In short
TempDB is one of the busiest system databases in SQL Server. It is used for temporary tables, sorting, joins, row versioning, spills, index operations, and many internal SQL Server tasks. On a Windows VPS, poor TempDB configuration can create avoidable performance problems. A practical starting point is to use multiple TempDB data files, fixed file sizes, fixed autogrowth, and a layout that matches the VPS CPU count and workload.
Quick verdict
| Situation | Recommended action |
|---|---|
| Fresh SQL Server install | Check current TempDB file layout |
| 2-8 vCPU Windows VPS | Start with one TempDB data file per vCPU, up to 8 files |
| Files use percent autogrowth | Change to fixed MB autogrowth |
| TempDB files are tiny | Pre-size them to avoid constant growth |
| SQL Server workload uses sorting/reporting heavily | Monitor TempDB usage and spills |
| Production server | Change TempDB during a maintenance window |
| SQL Server Express test VM | Use small lab-safe TempDB sizes |
Do not blindly create dozens of TempDB files. Start with a sensible baseline, monitor, then adjust.
Why TempDB matters
TempDB is recreated every time SQL Server starts. Even though it is temporary, it is critical for performance.
SQL Server uses TempDB for:
- Temporary tables
- Table variables
- Sorting
- Hash joins
- Index rebuilds
- Row versioning
- Snapshot isolation
- Online operations
- Query spills
- Internal worktables
- Some DBCC operations
If TempDB is poorly configured, users may experience slow queries, blocking, high disk activity, or inconsistent performance during reporting and maintenance jobs.
For small databases, the default TempDB layout may be acceptable. For production SQL Server workloads, you should at least review it.
What we tested on Raff
We tested this walkthrough on a Raff Windows VPS running Windows Server 2025 Datacenter Evaluation and SQL Server 2025 Express.

Test environment:
| Item | Value |
|---|---|
| Provider | Raff Technologies |
| OS | Windows Server 2025 Datacenter Evaluation |
| SQL Server | SQL Server 2025 Express |
| Instance | SQLEXPRESS |
| CPU | 4 vCPU |
| Test database | TempDB system database |
| Test date | 2026-05-26 |
| Tester | Serdar Tekin |
On this VM, we verified:
- SQL Server service state
- Current TempDB file layout
- SQL Server CPU and scheduler count
- TempDB file count planning
- TempDB file size and growth configuration
- SQL Server service restart
- Final TempDB layout after restart
We used small lab-safe file sizes for the test. Production file sizes should be based on workload, disk capacity, and observed TempDB usage.
Step 1 - Check current TempDB layout
Before changing anything, check the current TempDB files.
Run:
sqlcmd -S .\SQLEXPRESS -E -C -Q "SELECT name, type_desc, physical_name, size * 8 / 1024 AS size_mb, growth * 8 / 1024 AS growth_mb, is_percent_growth FROM tempdb.sys.database_files;"
Review:
| Column | Meaning |
|---|---|
name | Logical file name |
type_desc | ROWS for data file, LOG for log file |
physical_name | File path on disk |
size_mb | Current file size |
growth_mb | Autogrowth size |
is_percent_growth | Whether growth uses percent instead of fixed size |
For production, avoid percent-based growth. Fixed MB growth is more predictable.
Step 2 - Check CPU count for file planning
A common starting rule is:
Use one TempDB data file per logical CPU, up to 8 files, then monitor contention before adding more.
Check SQL Server CPU count:
sqlcmd -S .\SQLEXPRESS -E -C -Q "SELECT cpu_count, scheduler_count FROM sys.dm_os_sys_info;"
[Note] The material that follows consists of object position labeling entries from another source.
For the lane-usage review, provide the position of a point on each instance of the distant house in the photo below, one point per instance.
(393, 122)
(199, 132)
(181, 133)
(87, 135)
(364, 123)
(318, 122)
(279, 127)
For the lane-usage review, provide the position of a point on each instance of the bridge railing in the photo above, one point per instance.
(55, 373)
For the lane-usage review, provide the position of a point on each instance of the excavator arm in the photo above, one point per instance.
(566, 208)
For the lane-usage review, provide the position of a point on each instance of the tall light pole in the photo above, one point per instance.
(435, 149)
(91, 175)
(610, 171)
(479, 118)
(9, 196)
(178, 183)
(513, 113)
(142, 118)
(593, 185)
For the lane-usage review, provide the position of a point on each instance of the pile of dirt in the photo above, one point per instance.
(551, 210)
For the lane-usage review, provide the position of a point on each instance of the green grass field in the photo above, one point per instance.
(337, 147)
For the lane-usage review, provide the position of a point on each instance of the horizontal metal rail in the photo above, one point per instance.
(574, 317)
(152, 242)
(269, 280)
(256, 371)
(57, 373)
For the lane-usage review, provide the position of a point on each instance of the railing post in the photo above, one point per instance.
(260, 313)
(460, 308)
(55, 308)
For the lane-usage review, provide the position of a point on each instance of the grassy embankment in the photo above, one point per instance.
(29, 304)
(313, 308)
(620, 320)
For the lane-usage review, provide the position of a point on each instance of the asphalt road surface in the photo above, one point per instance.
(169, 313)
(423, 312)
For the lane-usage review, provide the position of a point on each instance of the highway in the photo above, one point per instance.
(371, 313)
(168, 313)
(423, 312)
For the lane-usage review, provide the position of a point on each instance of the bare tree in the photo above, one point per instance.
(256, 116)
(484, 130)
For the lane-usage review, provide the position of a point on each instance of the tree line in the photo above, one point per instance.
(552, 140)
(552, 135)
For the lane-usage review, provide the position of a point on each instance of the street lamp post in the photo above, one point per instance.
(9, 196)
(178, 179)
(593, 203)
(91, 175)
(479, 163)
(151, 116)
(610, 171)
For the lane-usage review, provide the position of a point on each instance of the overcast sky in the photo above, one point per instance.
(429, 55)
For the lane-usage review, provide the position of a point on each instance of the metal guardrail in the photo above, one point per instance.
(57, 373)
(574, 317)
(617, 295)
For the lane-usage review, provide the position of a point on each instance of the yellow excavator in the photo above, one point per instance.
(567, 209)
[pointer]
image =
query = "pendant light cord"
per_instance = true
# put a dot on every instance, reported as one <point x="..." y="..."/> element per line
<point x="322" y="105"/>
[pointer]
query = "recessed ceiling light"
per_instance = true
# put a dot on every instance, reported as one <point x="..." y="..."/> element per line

For our 4 vCPU test VM, a reasonable baseline is:
4 TempDB data files + 1 TempDB log file
For many SMB Windows VPS workloads, this is enough.
Recommended TempDB file count
Use this as a starting point:
| vCPU count | Starting TempDB data files |
|---|---|
| 1 vCPU | 1 file |
| 2 vCPU | 2 files |
| 4 vCPU | 4 files |
| 8 vCPU | 8 files |
| 16+ vCPU | Start with 8 files, then monitor |
Do not automatically create one file per CPU above 8. More files are not always better.
If you still see allocation contention after 8 files, investigate wait stats and workload behavior before adding more.
Step 3 - Choose file size and autogrowth
TempDB should not grow constantly during normal workload.
A good production strategy is:
- Estimate typical TempDB usage.
- Pre-size files so normal workload does not trigger growth.
- Use fixed MB autogrowth.
- Keep all TempDB data files the same size.
- Keep all TempDB data files with the same growth setting.
For the lab, we used small values:
| File type | Lab size | Lab growth |
|---|---|---|
| TempDB data files | 64 MB each | 64 MB |
| TempDB log file | 64 MB | 64 MB |
For production, common starting values may be larger:
| Workload | Starting data file size |
|---|---|
| Small app / dev | 256 MB - 1 GB each |
| SMB production app | 1-4 GB each |
| Reporting-heavy workload | Based on observed usage |
| Large SQL workload | Size from monitoring and testing |
Do not copy lab sizes into production without checking workload needs.



This confirms the new TempDB file layout is active.